詳しい報告の対象外の人も年代と総数が報告できるよう「HER-SYS」が改修され、感染者の総数の把握も継続されます。

簡略化の導入にあたっては、抗原検査キットのインターネット販売の解禁や、都道府県が設置する健康フォローアップセンター、オミクロン株対応のワクチン接種など、詳しい報告の対象外の人が安心して自宅で療養できる体制を整備したほか、今後の感染拡大への備えを強化したとしています。

そのうえで詳しい報告の対象外で症状がない人や軽い人については自分で検査を行って陽性だった場合は、健康フォローアップセンターに登録することで、医療機関を受診せずに療養を開始することができるようにしました。
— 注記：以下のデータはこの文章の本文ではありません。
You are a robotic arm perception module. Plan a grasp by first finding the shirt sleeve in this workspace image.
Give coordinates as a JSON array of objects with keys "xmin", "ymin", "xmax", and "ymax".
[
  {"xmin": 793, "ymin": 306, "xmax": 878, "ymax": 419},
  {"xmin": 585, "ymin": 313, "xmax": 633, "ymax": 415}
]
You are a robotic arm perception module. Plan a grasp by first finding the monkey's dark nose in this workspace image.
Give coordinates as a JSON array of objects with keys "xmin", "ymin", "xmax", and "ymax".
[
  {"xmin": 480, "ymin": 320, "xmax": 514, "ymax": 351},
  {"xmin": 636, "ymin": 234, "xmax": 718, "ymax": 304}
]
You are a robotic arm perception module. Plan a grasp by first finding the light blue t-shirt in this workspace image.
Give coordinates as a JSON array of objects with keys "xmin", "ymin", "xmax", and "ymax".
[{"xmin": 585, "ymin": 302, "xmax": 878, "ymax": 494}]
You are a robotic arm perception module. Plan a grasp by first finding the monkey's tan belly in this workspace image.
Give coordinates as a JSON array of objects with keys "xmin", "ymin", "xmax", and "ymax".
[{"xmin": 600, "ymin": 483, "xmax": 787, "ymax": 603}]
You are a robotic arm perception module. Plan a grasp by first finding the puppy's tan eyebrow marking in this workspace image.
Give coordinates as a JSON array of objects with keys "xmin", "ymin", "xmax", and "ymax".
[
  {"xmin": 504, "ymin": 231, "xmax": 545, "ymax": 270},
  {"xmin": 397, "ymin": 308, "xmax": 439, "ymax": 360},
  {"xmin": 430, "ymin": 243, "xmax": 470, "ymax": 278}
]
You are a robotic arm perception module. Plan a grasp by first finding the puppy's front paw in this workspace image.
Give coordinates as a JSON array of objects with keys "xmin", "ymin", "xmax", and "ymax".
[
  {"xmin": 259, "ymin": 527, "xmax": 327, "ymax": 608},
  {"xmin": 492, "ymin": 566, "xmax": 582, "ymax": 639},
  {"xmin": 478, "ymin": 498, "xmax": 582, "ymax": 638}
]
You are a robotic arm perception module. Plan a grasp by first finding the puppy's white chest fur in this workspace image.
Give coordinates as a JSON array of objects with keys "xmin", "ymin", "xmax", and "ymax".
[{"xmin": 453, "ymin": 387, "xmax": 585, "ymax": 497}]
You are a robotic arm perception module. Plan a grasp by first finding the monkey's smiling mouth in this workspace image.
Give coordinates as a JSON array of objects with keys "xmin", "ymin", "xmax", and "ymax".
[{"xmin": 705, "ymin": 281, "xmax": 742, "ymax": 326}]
また、希望する場合は宿泊療養や配食などの支援を受けることができるほか、自宅で療養中に症状が悪化した場合には健康フォローアップセンターが連絡や相談を受け付け、医療機関につなぎます。

ただ、これまでのように保健所による健康観察ができなくなるため、▽症状が悪化した際に医療機関の紹介などを迅速に行えるよう健康フォローアップセンターの連絡先などを周知することや▽外出自粛の要請など感染対策をどう呼びかけるかが今後の課題となります。

また厚生労働省は詳しい報告対象が限定されることで、今後、クラスターの把握が困難になるとしていて、高齢者施設などでは引き続き拡大防止に向けた取り組みを行うよう各都道府県に求められます。

国の一連の政策は

国は新型コロナウイルスの特性の変化やワクチン接種の進捗(しんちょく)に応じて、症状がない人などの自宅療養への転換や、国民の行動制限や経済活動の制限を見直すなど状況に応じて、政策を展開してきました。

この中で、オミクロン株については、▽若者は重症化リスクが低いことや▽感染の中心が飲食店から高齢者施設や学校などの施設や家庭内感染へと変わってきたことから、新たな行動制限を行わず、感染拡大防止と社会経済活動の両立を図る方針に転換しました。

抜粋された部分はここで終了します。